Secret of Mana's Sloppy Miracle

Why is Secret of Mana such a tough act to follow? It ranks among the best adventures on the Super NES, and no subsequent Mana game matched its reputation; not the directionless, world-building Legend of Mana, not the combat-heavy prequel Dawn of Mana, and not even the directly descended Seiken Densetsu 3 (which would’ve been Secret of Mana 2 over here). Anyone tasked with making a new Mana has a mountain of nostalgic player expectations to climb.

Some contend that Secret of Mana is just a lucky game, not a good one. It arrived in 1993, right when American kids had few options for grand epics on par with The Legend of Zelda or Final Fantasy, and Secret of Mana capably mixed the two. Certain critics point to the game’s limited character arcs, its missing content, and its manifold glitches.

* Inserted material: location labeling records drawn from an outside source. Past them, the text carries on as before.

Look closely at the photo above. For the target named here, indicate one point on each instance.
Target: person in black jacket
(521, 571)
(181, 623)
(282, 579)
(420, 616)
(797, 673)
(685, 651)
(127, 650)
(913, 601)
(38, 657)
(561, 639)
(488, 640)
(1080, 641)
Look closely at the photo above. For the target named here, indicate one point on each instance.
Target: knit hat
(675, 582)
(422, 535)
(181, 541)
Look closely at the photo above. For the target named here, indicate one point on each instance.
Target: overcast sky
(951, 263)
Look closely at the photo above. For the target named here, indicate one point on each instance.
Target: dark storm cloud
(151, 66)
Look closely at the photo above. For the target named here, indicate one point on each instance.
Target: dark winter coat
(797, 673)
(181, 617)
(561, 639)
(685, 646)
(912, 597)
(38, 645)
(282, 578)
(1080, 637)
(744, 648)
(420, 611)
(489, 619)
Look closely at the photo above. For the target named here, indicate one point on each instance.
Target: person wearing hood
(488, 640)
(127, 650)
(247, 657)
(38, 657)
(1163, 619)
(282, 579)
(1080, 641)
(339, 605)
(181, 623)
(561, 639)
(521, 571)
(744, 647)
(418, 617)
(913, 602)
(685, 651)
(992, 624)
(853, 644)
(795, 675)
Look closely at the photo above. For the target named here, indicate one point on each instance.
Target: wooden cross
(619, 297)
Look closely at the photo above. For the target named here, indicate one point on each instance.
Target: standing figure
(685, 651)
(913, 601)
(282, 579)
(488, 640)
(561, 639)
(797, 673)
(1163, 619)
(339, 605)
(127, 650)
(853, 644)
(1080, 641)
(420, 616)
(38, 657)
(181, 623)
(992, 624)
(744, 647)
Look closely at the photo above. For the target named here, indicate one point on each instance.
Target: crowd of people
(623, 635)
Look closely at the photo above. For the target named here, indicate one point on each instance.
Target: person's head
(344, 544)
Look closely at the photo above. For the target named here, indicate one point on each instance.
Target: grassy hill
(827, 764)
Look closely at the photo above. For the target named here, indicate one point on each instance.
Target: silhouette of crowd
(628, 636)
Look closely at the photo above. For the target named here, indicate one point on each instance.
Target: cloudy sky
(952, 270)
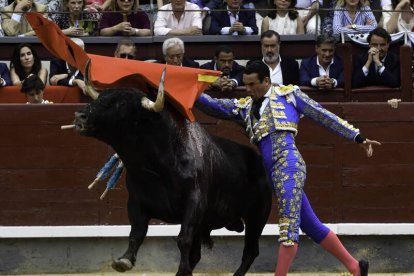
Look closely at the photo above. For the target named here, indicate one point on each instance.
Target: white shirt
(323, 72)
(265, 101)
(276, 75)
(166, 21)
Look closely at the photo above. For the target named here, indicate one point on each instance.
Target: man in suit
(5, 79)
(233, 21)
(61, 73)
(283, 70)
(126, 49)
(173, 51)
(378, 66)
(323, 70)
(179, 17)
(232, 71)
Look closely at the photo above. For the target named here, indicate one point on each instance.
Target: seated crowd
(198, 17)
(324, 70)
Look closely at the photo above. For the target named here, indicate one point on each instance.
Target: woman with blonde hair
(25, 61)
(284, 19)
(352, 16)
(402, 19)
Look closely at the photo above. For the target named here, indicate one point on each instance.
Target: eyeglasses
(127, 56)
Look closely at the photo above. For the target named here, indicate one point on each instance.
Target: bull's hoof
(237, 226)
(122, 265)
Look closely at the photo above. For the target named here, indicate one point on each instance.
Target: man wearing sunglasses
(126, 49)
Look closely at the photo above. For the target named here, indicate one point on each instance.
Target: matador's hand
(367, 146)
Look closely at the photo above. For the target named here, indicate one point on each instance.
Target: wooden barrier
(44, 172)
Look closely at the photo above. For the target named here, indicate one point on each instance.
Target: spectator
(325, 69)
(54, 7)
(61, 73)
(173, 50)
(234, 20)
(402, 19)
(33, 87)
(126, 49)
(283, 71)
(13, 22)
(26, 61)
(283, 19)
(378, 66)
(5, 79)
(308, 12)
(386, 12)
(232, 72)
(178, 18)
(352, 16)
(75, 21)
(124, 21)
(148, 5)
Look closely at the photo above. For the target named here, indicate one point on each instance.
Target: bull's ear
(158, 105)
(89, 89)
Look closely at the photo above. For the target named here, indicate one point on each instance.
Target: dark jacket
(309, 69)
(390, 76)
(236, 71)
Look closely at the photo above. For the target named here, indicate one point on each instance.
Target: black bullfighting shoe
(363, 266)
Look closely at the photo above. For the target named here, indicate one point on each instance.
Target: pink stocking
(333, 245)
(285, 258)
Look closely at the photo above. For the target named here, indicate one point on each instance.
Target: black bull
(178, 173)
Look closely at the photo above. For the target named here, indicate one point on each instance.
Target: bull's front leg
(189, 233)
(139, 227)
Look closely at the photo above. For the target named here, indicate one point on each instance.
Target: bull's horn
(89, 89)
(159, 102)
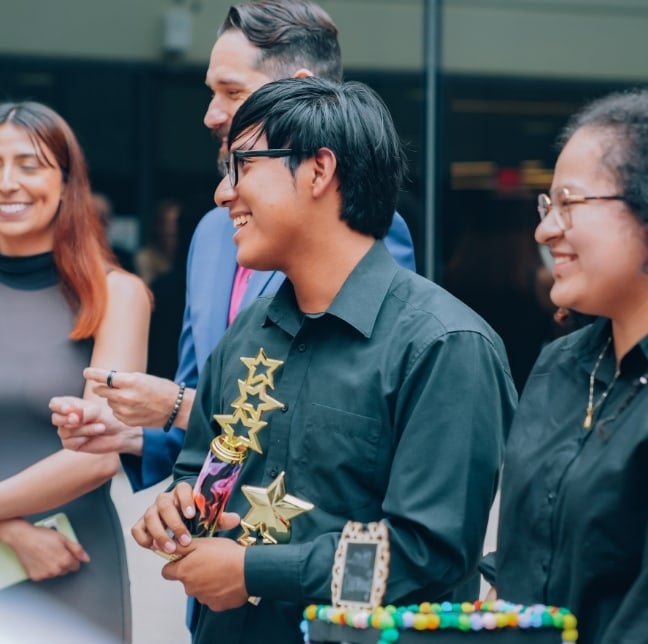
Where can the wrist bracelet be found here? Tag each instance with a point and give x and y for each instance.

They dwell too heavily and too cynically on what Secret of Mana might have been, no matter how little they actually know about a game that never was.



Here’s what we do know: Square intended Secret of Mana for Nintendo and Sony’s Super NES CD-ROM system. When said system failed to appear, the game switched to the plain cartridge-based Super NES and changed accordingly. Director Koichi Ishii stated that it lost about 40 percent of its planned content, and writer/producer Hiromichi Tanaka’s initial storyline switched out “darker” tones for a more lighthearted plot.

Cut corners appear throughout the Secret of Mana that Square released to the world. Characters are noticeably shallow in motivations, some later dungeons are far too simple, and programming gaps and slowdown suggest a game crammed onto a system that could barely handle it.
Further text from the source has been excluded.